# Favorite App? Favorite Game?



## Sandman007 (Sep 6, 2011)

List your top 2 apps. Then list your top 2 games. Ill start

Apps: 
1. TSF Shell
2. 1Weather

Games:
1. N64 Emulator
2. Robo Defense

Sent from my YACK


----------



## bobAbooey (Jun 15, 2011)

1: titanium backup (corny but it rules) 
2: amuse (gotsta get my lulz)

1: scramble with friends
2: modern combat 3

Sent from my DROID X using RootzWiki


----------



## Sandman007 (Sep 6, 2011)

Bump... I thought this thread would get more posts....

Sent from my DROIDX using RootzWiki


----------



## masterchung7 (Dec 19, 2011)

1. Root explorer
2. Opera web browser

1. Galaxy on fire 2
2. Wifi kill (not really a game, but depends how you use it)

Sent from my DROIDX using RootzWiki


----------



## bmt11 (Dec 30, 2011)

Dolphin Browser Mini, I don't subscribe to the whole decentralized approach with an app for every little thing so this is my source of everything from news to weather to this forum.

Jango, for awhile I used pandora but it started pissing me off immensly so I switched to jango which I used long ago on my computer.

As for games I never really got into that fad either, the games that have spent the longest time on my phone are generally tower defence games but even there the selection on android is very poor.

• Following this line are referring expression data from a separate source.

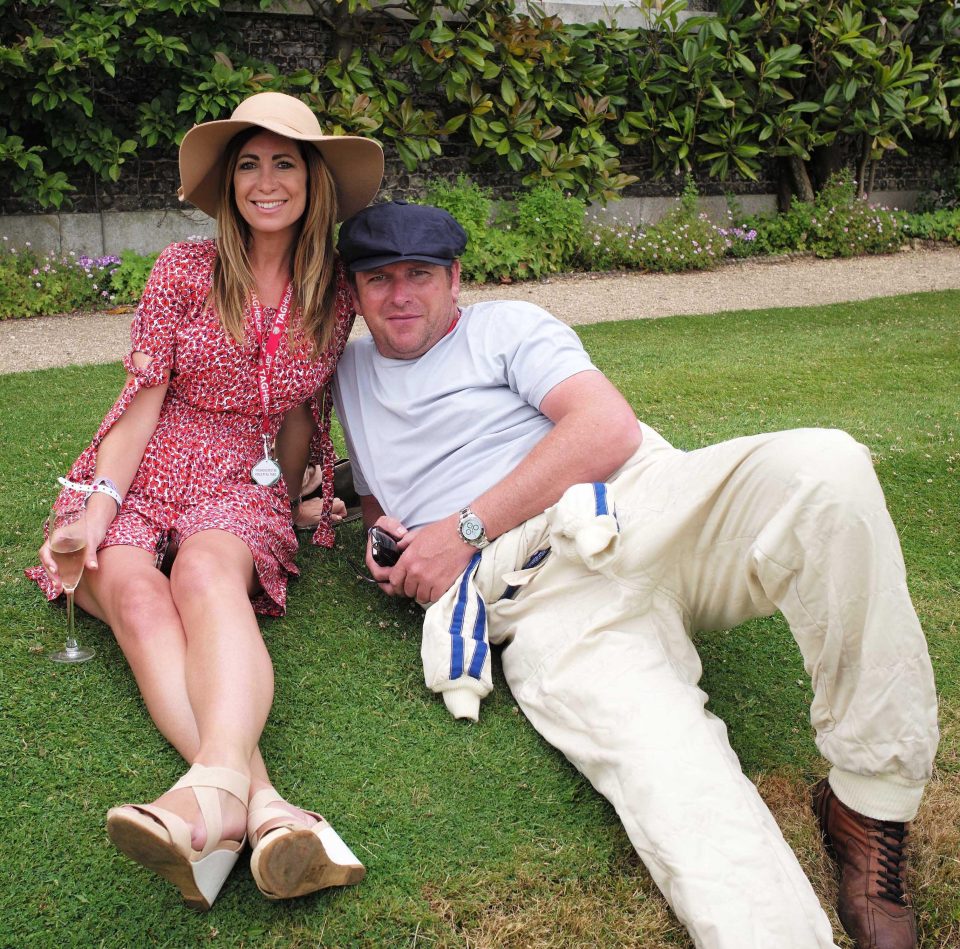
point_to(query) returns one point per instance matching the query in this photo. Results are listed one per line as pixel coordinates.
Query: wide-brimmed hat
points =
(354, 163)
(387, 233)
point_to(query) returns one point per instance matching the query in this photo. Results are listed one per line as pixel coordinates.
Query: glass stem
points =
(71, 638)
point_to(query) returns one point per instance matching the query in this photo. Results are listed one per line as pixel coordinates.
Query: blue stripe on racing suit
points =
(456, 623)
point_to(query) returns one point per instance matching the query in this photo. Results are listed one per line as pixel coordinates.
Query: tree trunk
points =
(826, 161)
(802, 186)
(862, 165)
(785, 190)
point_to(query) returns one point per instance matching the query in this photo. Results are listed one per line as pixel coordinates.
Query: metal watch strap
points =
(481, 540)
(99, 486)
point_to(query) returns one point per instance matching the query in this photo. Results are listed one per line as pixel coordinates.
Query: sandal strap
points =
(173, 824)
(260, 812)
(206, 782)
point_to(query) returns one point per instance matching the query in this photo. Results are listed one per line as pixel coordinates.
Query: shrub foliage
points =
(807, 82)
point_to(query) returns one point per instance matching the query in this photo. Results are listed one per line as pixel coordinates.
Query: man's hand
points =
(431, 559)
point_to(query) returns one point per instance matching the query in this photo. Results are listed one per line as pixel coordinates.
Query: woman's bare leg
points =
(134, 598)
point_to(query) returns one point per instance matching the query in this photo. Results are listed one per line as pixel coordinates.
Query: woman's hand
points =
(307, 513)
(99, 514)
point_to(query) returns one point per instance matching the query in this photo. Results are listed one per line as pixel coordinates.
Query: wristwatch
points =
(471, 529)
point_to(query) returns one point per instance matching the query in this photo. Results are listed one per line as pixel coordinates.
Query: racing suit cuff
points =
(462, 703)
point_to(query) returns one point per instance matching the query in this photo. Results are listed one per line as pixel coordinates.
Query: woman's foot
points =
(295, 852)
(183, 802)
(162, 840)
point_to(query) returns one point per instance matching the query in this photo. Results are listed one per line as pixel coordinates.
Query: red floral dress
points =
(195, 472)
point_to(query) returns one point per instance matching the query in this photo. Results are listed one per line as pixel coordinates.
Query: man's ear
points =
(455, 280)
(354, 296)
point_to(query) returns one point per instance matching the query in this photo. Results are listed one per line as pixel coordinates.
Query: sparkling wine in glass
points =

My top two were Hexdefence and Zdefence...both free from the amazon app store no less.

Though I have always wanted to mess around with emulators for my phone but never got to it.


----------



## awolin (Jan 12, 2012)

1. Maps
2. Disk usage

1. Gameboid (Pokemon)
2. Radiant HD


----------



## Sandman007 (Sep 6, 2011)

***Update***

My top 2 games now r

1. Speedx 3D
2. Draw free

Sent from my YACK


----------